The Deputy Prime Minister, John Prescott, has released measures to curb the right-to-buy scheme in those urban and rural areas suffering the greatest shortage of affordable housing.
The change will see maximum discounts available to council tenants purchasing their homes more than halved to £16,000 in the areas targeted. Forty-two local authorities in parts of London and the South East have been asked to join the scheme.
The authorities concerned will be given two weeks to opt out if they can demonstrate reduced discounts would not be justified in local housing market conditions. The Government is also widening the scope of restrictions on right to buy resale, to protect affordable housing in rural areas.
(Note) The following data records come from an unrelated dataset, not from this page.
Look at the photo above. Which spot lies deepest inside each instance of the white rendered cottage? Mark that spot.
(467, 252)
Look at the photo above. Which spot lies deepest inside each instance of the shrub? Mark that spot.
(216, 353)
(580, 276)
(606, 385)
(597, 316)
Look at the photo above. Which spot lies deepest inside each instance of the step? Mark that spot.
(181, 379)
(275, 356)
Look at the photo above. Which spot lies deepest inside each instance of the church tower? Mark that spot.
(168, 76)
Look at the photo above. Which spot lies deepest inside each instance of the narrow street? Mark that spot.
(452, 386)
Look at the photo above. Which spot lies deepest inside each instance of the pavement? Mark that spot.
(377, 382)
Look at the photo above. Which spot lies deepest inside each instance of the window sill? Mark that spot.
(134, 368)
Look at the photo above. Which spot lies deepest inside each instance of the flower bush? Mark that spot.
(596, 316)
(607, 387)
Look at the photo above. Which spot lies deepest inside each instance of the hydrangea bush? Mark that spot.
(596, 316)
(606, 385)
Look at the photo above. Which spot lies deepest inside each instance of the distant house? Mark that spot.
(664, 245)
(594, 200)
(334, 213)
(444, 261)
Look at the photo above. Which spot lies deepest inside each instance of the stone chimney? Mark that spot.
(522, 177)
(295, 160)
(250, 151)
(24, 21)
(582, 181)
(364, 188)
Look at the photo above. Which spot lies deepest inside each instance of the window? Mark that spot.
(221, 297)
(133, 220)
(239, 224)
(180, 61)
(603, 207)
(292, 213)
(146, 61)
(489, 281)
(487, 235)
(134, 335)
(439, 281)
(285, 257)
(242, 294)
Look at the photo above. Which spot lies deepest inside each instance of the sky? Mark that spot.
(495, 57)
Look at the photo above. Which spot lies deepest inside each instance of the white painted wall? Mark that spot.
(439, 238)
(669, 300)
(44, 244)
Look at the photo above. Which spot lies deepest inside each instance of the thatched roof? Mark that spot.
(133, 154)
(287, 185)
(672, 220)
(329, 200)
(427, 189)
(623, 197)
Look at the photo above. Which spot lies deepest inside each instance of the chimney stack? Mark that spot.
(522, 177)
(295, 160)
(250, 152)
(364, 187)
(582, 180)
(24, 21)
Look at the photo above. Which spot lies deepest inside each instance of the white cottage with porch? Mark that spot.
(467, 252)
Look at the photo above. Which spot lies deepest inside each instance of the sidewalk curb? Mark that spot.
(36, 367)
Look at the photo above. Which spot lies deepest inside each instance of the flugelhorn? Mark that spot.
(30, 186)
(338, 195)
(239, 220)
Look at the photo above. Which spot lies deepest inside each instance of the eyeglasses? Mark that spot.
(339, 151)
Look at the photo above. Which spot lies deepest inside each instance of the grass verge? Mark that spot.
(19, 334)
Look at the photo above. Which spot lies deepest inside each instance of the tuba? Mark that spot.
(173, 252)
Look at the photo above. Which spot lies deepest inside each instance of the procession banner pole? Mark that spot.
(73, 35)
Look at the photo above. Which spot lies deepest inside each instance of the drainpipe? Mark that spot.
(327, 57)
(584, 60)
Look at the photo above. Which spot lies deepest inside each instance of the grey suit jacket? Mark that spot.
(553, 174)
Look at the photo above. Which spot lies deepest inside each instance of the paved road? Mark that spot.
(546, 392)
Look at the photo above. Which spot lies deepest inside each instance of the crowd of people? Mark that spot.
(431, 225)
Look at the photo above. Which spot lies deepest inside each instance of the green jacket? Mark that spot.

Mr Prescott said: ‘I am totally committed to the principle of right to buy. We are not abolishing the scheme, but modernising it. In certain housing crisis areas, right to buy has had an adverse effect on the supply of affordable housing, penalising those who desperately need somewhere to live.’
This will make right to buy much less attractive to companies seeking to profit from ex-local authority property. Research from the Office of the Deputy Prime Minister found that between 1998 and 2001, companies making deals with tenants to acquire the properties for their own speculative purposes purchased 5% of all council home sales in inner London.
John Wrigglesworth, housing economist for Hometrack, said: ‘The main result is that fewer council house tenants will become homeowners, which will mean fewer ex-council houses eventually arriving on the market, marginally positive to the market, but a small effect.’
Current maximum discounts are still available to tenants who apply before the change comes into effect in March 2003. The new discount level will fall in line with that available to assured housing association tenants under the right-to-acquire scheme.